症状の深さ | 主な症状 | 治療期間 |
---|---|---|
I度 |
|
1週間以内 |
浅達性Ⅱ度 |
|
2週間程度 |
深達性Ⅱ度 |
|
2週間から数週間 |
Ⅲ度 |
|
長期間 |
症状の範囲(患部の広さ)
やけどは症状の深さだけではなく、範囲の広さでも重症度を確認する必要があります。大人の場合は全身の20%以上、子どもの場合は10%以上の深達性Ⅱ度以上のやけどを負った場合、広範囲のやけどと言われており、合併症などを起こす可能性があります。
対処法
やけどは症状の深さによって、その対処法が異なります。適切な対処を行わないと感染症などの合併症を起こす可能性があるため、気を付けましょう。
市販薬で対処が可能
市販薬で様子を見ることができるのは、Ⅰ度のやけど(赤みやヒリヒリ感、熱感はあるが、水ぶくれはない:軽度のやけど)の場合のみです。
医療機関(皮膚科)の受診が必要
Ⅱ度以上のやけどや広範囲のやけどなど症状がひどい場合は、応急処置をした後、すみやかに医療機関を受診しましょう。症状がかなりひどい場合など、必要に応じて救急車を呼ぶことも検討してください。
症状の深さ | 対処法 |
---|---|
I度 | 市販薬の使用が検討できる |
Ⅱ度 | 医療機関の受診が必要 |
Ⅲ度 | 医療機関の受診が必要 |
やけどしたときの応急処置
やけどは市販薬や医療機関の受診などの対処も必要ですが、それ以前にやけど直後の応急処置も重要です。やけどをしたら直ちに流水で患部を冷やしましょう。冷やすことによりやけどが深くなるのを防ぎ、痛みを和らげることができます。部位や範囲にもよりますが、水道水で5分から30分ほどを目安に冷やしましょう。小範囲であれば水道水で、広範囲であればお風呂のシャワーで冷やすとよいでしょう。
応急処置後に市販薬で対処できる場合
感染症などの合併症や化膿などの予防をするために、抗生物質や皮膚の保護保護作用のある酸化亜鉛などの成分を配合した皮膚薬で様子を見ます。症状が軽度の場合は、漢方の紫雲膏(しうんこう)や皮膚保護作用がある白色ワセリンも選択肢です。
ただし痛みが緩和されなかったり、症状が悪化したりする場合は、すぐに医療機関を受診しましょう。またやけどの跡が気になるという方には、ヘパリン類似物質を配合した皮膚薬も選択肢となります。
<やけどに使用できる市販薬に配合される成分>
分類 | 成分例 | 特徴 |
---|---|---|
抗生物質 |
|
やけどによる化膿予防、治療 |
皮膚の保湿・保護 |
|
皮膚の乾燥を防ぎ、保護 |
殺菌消毒 |
|
患部の殺菌・消毒 |
漢方 |
|
やけどなどの皮膚症状に適応した生薬を配合 |
水ぶくれ(水泡)
やけどの症状がひどい(Ⅱ度)の場合は、赤みや痛みのあとに、水ぶくれができることがあります。

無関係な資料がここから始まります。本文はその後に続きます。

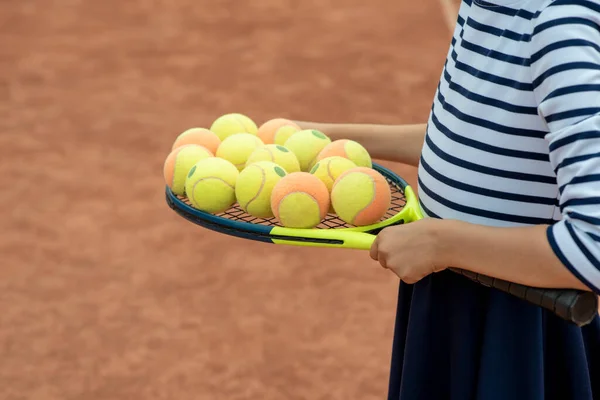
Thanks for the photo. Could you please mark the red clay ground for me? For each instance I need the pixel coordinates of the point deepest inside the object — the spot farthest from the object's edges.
(105, 293)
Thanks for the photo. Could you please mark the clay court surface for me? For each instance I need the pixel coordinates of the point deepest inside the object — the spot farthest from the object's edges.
(105, 294)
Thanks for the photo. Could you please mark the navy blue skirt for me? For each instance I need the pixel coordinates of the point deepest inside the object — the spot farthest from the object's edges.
(457, 340)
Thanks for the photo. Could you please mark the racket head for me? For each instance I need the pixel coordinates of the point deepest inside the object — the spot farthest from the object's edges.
(236, 222)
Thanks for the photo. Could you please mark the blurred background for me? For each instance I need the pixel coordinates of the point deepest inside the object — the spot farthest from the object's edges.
(104, 292)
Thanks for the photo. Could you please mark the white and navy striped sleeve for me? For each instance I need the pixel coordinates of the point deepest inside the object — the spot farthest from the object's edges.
(565, 62)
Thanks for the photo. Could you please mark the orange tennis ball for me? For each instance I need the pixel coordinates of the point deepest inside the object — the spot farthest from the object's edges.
(349, 149)
(361, 196)
(277, 131)
(179, 162)
(200, 136)
(300, 200)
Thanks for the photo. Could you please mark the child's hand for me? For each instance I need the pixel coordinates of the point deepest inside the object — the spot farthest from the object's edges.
(411, 251)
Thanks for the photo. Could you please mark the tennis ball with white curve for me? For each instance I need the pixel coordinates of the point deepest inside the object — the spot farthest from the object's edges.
(280, 155)
(230, 124)
(210, 185)
(255, 185)
(300, 200)
(306, 145)
(361, 196)
(238, 147)
(178, 164)
(349, 149)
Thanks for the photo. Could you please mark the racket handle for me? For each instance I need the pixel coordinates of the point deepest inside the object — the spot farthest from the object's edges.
(576, 306)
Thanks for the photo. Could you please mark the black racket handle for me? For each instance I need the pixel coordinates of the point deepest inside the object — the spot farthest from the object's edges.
(576, 306)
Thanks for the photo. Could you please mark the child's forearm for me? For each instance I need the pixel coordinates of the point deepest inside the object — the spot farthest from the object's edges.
(521, 254)
(397, 143)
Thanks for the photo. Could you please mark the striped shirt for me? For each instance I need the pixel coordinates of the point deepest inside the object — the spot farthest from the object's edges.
(514, 131)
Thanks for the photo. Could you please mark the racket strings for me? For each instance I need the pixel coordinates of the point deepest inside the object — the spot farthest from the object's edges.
(331, 221)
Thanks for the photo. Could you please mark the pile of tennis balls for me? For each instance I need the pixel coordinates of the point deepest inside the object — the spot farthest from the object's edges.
(276, 170)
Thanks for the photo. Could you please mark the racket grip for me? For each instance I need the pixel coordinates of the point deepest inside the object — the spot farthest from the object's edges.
(576, 306)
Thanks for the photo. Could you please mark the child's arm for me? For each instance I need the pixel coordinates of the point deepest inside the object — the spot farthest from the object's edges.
(565, 65)
(397, 143)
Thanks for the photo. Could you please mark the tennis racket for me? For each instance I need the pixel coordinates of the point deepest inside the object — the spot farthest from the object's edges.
(578, 307)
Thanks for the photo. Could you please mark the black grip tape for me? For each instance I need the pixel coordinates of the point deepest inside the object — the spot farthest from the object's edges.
(576, 306)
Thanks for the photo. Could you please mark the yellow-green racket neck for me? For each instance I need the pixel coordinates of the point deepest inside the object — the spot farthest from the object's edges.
(349, 238)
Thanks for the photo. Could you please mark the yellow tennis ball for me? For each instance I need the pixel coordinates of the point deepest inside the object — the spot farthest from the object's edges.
(361, 196)
(306, 145)
(277, 131)
(210, 185)
(238, 147)
(349, 149)
(178, 164)
(330, 168)
(230, 124)
(280, 155)
(255, 185)
(200, 136)
(300, 200)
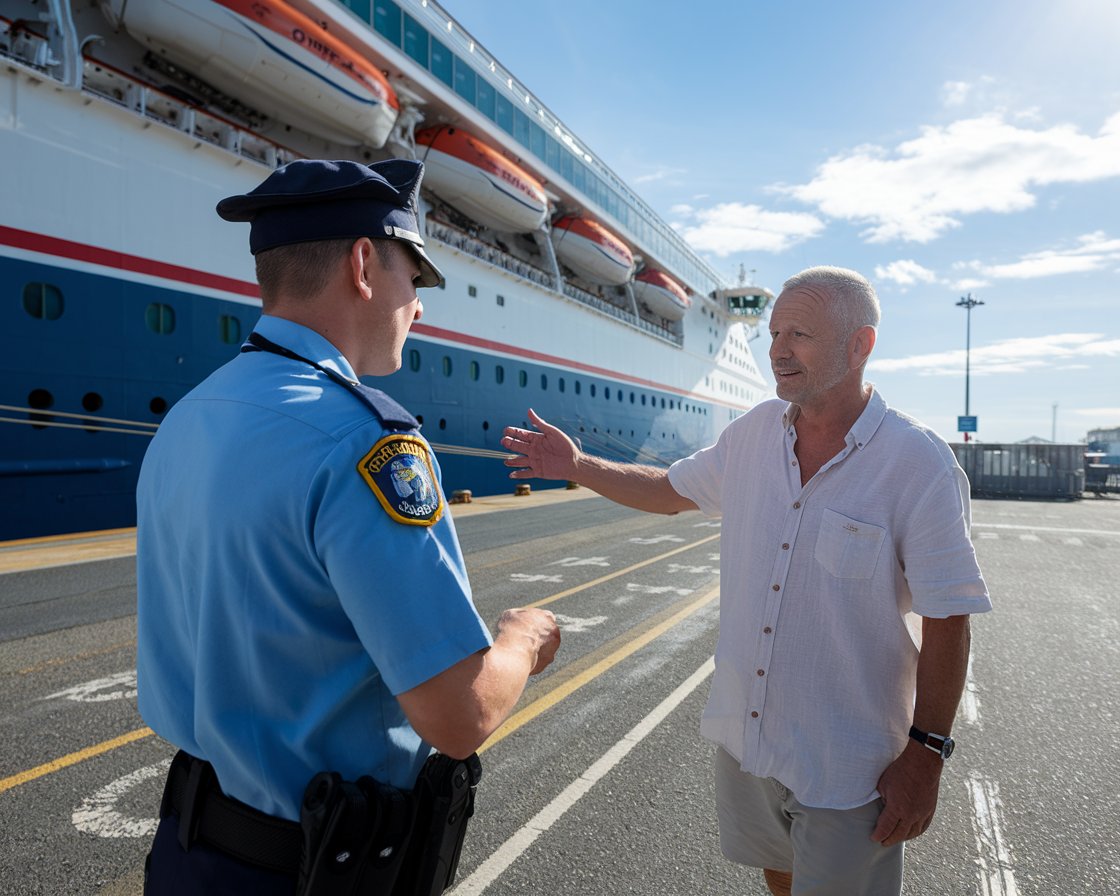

水ぶくれは傷ついた皮膚の細胞から出た液体(タンパク質や水分などが混ざった透明の液体)が表皮内などに溜まっている状態です。傷の修復を促し、皮膚を守る役割があります。
水ぶくれの対処法
水ぶくれができた場合は市販薬など、自身で治療することはできません。水ぶくれはできるだけ破らないように、絆創膏やガーゼなどで保護して、医療機関(皮膚科)を受診しましょう。
服を脱ぐ、または脱がせる際に水ぶくれを破いてしまう場合があります。服の上からやけどをした場合は、服を着たまま水道水で冷やすとよいでしょう。女性はストッキングを無理に脱ごうとすると、一緒に水ぶくれが破れる場合があるため、注意が必要です。
水ぶくれを破ってしまった場合
衣服の着脱や気づかないうちに水ぶくれを破いてしまった場合は皮膚をはがさず、細菌の感染を防ぐため患部を清潔に保ち、絆創膏やガーゼなどで患部を保護して、早めに医療機関を受診しましょう。
水ぶくれはなぜ破ってはだめなの?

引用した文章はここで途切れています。